When I received my diagnosis, my husband, family and friends responded with a call to action, much like Tierney’s supporters. They found the best medical care, prepared meals during my chemo treatments, helped with our kids, and more. Every bit of support made the experience more tolerable. Grateful for my gifts, I’ve tried to pay it forward when friends have been similarly stricken.
When confronting cancer, one can look at the glass as half empty or half full. Last fall I heard from a friend who’d recently been diagnosed with a very treatable form of breast cancer. She related how friends and family had immediately assumed a doomsday mentality when they’d heard her news. She felt that precious emotional reserves she needed to prepare for her treatment were hijacked by some who sought emotional support from her. And she didn’t want to hear about the casualties. She urges others to understand that patients need a lot of support and positive energy from those around them to maintain the fortitude necessary to win the battle.

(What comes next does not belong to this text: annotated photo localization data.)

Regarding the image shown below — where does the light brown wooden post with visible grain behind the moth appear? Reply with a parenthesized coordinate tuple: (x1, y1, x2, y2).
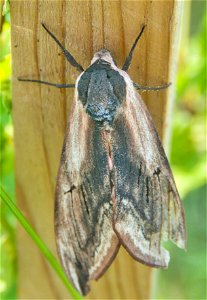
(11, 0, 181, 299)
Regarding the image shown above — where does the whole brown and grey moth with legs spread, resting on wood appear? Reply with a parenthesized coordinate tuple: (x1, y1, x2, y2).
(19, 24, 186, 295)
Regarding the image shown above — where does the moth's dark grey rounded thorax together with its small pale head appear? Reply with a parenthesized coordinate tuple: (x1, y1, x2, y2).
(78, 54, 126, 123)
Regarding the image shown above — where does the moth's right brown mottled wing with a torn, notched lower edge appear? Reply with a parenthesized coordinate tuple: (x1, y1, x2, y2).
(112, 81, 186, 267)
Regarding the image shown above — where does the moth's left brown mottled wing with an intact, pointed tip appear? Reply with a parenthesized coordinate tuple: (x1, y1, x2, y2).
(55, 96, 119, 294)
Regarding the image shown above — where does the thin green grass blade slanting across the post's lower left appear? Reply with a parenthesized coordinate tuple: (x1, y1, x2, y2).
(0, 186, 83, 299)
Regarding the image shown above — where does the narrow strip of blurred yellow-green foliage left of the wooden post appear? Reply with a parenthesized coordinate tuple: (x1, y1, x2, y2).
(0, 15, 17, 299)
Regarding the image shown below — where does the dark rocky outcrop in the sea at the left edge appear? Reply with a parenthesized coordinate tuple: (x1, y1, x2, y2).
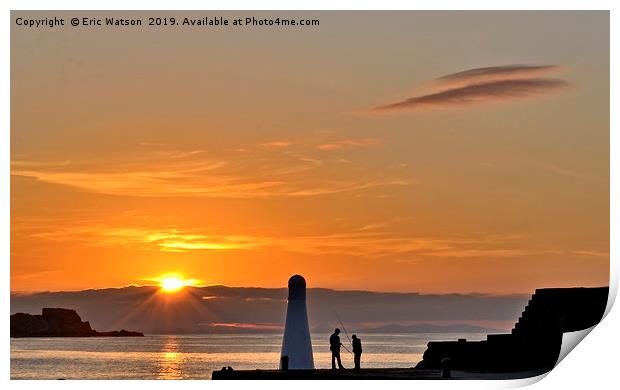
(11, 308, 144, 337)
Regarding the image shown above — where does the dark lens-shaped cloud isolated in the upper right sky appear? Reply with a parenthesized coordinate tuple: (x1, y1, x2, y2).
(371, 65, 568, 113)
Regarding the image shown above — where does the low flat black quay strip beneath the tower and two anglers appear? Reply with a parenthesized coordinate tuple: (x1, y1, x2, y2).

I’ve settled down since I first read the Tierney story. I’d like to think the generosity of spirit displayed by others is a powerful antidote to her breach of trust. In this era when we toil to manage our own demanding lives, it’s easy to find reasons not to get involved in others’ problems. It’s certainly possible that in the future some will react to this story by choosing not to aid a truly needy patient. With cancer so rampant and its treatment so taxing, I’d also like to believe people won’t abandon those who need them because somebody somewhere misled her friends.
As to Bridget Tierney, I hope she finds the professional help she needs.